Kecenderungan itu, tidak terlepas dari lemahnya keberpihakan dan miskinnya pemahaman para pejabat di tingkat Kabupaten / Kota tentang essensi revitalisasi pasar, yang melihat bahwa revitalisasi pasar hanya sebatas fisik semata, tidak dilakukan secara utuh, meliputi aspek revitalosasi lainnya, yaitu revitalisasi manajemen, ekonomi dan sosial budaya.

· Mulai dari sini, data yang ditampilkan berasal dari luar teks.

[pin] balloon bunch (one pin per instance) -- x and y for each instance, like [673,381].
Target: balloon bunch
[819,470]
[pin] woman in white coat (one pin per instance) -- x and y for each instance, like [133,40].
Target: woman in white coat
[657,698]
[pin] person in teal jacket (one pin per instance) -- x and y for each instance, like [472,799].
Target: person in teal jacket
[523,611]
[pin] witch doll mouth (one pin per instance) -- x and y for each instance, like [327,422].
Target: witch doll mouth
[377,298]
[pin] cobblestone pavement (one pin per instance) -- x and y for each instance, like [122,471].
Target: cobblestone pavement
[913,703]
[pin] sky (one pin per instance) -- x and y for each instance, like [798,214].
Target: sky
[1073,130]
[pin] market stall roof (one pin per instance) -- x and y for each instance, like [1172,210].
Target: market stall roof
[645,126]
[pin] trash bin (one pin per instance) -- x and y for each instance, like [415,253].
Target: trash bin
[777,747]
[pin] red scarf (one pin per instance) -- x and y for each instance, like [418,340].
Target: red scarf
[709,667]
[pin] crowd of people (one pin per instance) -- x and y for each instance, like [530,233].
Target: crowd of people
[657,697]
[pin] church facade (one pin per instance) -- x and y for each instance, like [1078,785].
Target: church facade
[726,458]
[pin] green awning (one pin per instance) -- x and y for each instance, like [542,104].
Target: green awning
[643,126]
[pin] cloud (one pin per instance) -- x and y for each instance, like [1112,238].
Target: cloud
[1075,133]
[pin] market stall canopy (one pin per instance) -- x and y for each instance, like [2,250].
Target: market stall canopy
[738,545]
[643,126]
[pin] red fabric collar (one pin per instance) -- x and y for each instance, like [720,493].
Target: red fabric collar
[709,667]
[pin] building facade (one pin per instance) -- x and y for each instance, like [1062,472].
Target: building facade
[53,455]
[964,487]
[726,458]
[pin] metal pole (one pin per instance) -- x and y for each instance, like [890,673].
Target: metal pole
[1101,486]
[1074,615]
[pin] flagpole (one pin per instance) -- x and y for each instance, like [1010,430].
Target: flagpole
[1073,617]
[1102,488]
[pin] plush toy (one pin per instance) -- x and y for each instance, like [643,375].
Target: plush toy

Dari beberapa kejadian revitalisasi pasar yang melibatkan pihak ke tiga, cenderung berakhir dengan banyak menyisakan yang merugikan pedagang. Sekedar contoh, pertama, ada program revitalisasi pasar yang baru selesai 8 tahun dimana pedagang telah menyetor uang muka dalam jumlah 6 milyar lebih.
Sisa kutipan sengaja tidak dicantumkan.